See also Unfriendly Natural Intelligence which also points out some directions of unfriendliness in human society.

Reactions:

As far as I can tell Socrates was guilty of "failing to acknowledge the gods that the city acknowledges" though I am not a scholar on these issues. Unless I am badly misunderstanding the situation socrates actions don't make a ton of sense to me. He was unwilling to flee Athens, which most accounts suggest he was somewhat expected to do. Yet he was willing to break the laws about "impeity." I don't quite understand his mindset, unless he didn't mind breaking laws but was opposed to resisting enforcement? Some modern people suggest this ethic, for example viewing killing someone who is abusing your mother/daughter as ok if you then turn yourself in.

This does not seem like a suffient degree of friendliness for an AI. Even if the AI wasn't going to resist when we tried to turn it off it could have done tremendous damage before anyone tries to shut it down. Metaphorically we want the AI to obey all our laws (so no "impeity") not just consent to punishments.
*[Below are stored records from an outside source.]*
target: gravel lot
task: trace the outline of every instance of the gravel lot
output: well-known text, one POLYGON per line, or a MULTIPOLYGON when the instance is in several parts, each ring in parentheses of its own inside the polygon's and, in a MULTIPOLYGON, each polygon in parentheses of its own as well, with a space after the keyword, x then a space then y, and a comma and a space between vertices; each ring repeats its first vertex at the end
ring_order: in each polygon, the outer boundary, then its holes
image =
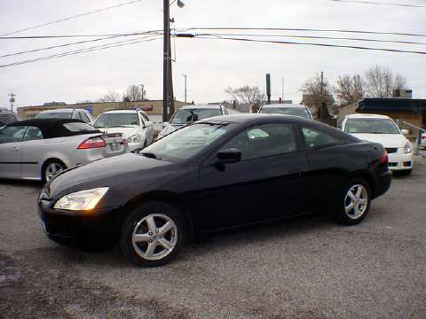
POLYGON ((426 162, 355 227, 306 217, 215 234, 172 264, 50 242, 38 183, 0 181, 1 318, 426 318, 426 162))

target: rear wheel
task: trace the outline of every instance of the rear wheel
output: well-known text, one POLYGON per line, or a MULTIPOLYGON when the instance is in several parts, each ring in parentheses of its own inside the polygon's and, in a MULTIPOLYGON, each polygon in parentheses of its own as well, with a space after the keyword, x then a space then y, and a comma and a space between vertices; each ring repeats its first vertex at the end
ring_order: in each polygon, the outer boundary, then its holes
POLYGON ((341 223, 355 225, 366 218, 370 209, 371 191, 362 178, 351 180, 335 207, 335 218, 341 223))
POLYGON ((120 247, 134 264, 157 267, 176 257, 185 238, 185 223, 178 211, 165 203, 150 202, 137 207, 126 218, 120 247))
POLYGON ((67 167, 59 160, 51 160, 46 162, 42 170, 42 180, 45 183, 52 179, 57 174, 62 172, 67 167))

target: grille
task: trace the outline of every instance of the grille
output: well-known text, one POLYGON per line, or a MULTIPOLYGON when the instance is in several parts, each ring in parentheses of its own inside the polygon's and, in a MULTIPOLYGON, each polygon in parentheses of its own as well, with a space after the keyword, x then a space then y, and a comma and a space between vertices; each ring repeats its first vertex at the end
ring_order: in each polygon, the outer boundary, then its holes
POLYGON ((388 152, 388 154, 395 153, 398 152, 398 148, 387 148, 386 152, 388 152))

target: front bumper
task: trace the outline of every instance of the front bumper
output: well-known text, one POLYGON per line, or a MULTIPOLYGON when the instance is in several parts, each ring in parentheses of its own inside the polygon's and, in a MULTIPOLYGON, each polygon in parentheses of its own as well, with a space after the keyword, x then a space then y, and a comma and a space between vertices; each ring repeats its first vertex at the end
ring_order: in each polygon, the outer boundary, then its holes
POLYGON ((413 153, 404 154, 404 149, 399 148, 396 153, 388 154, 389 169, 392 171, 413 168, 413 153))
POLYGON ((43 202, 38 205, 38 214, 44 233, 59 238, 115 237, 120 231, 123 215, 122 213, 121 207, 91 212, 65 212, 49 208, 43 202))

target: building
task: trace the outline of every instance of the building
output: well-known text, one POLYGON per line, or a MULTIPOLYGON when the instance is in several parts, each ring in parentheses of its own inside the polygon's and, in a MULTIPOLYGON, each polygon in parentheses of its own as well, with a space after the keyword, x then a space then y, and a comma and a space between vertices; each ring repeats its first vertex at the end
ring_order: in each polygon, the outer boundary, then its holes
MULTIPOLYGON (((175 101, 175 109, 185 105, 184 102, 175 101)), ((22 119, 33 119, 42 111, 61 108, 76 108, 89 111, 93 117, 111 110, 141 109, 145 111, 154 122, 162 122, 162 100, 144 100, 136 102, 87 102, 66 104, 65 102, 50 102, 43 105, 18 107, 18 114, 22 119)))
POLYGON ((339 109, 338 121, 355 113, 387 115, 419 128, 426 126, 426 99, 364 98, 339 109))

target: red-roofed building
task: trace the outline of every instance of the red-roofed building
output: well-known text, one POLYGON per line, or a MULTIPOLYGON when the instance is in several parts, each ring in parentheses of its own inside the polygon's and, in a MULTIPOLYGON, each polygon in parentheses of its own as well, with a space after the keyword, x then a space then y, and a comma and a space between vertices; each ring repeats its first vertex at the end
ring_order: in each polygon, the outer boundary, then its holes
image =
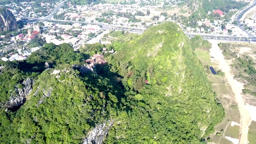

An alternative viewing is that Socrates is friendly to the extent his actions actually helped Athens. Maybe he felt breaking the laws on impeity was helping the city but fleeing would be hurting the city. In this case his actions were friendly. For some defintions of friendly. At least he would be friendly in the sense a genie who can ask "I wish for what I should wish for" is friendly. Though this is problematic. Socrates has human values but its not clear his values are close enough to those of the Athenian population that his actions improve their wellbeing by their values.

[This comment is no longer endorsed by its author]Reply

As I understood some of the political oppoenents were opponents because they thought Socrates was a closet atheist. However for the articles purposes these both fall under the same "has too different values" category.

Socrates wasn't that destructive and thought that his inquiries were for the good of the Athenean people. We also want an AI to follow the spirit of the law even when it conflicts with its letter.

Neither Plato nor Xenophon describe Socrates as someone who fails to acknowledge the gods that the city acknowledges. Even in Plato, any criticism of the traditional Greek religion is veiled, while in Xenophon Socrates' religious views are completely orthodox.

On why Socrates didn't choose exile, what Plato has Socrates say in Crito makes it sound like he thought fleeing would be harming the city. But I'm not sure that Socrates really makes a compelling case for why fleeing is bad anywhere in Plato's account. In Xenophon's version of the trial, Socrates also seems to think that a 70 year old only has a few more years of declining health left anyway, so it's silly to go to any effort for such a meager "reward."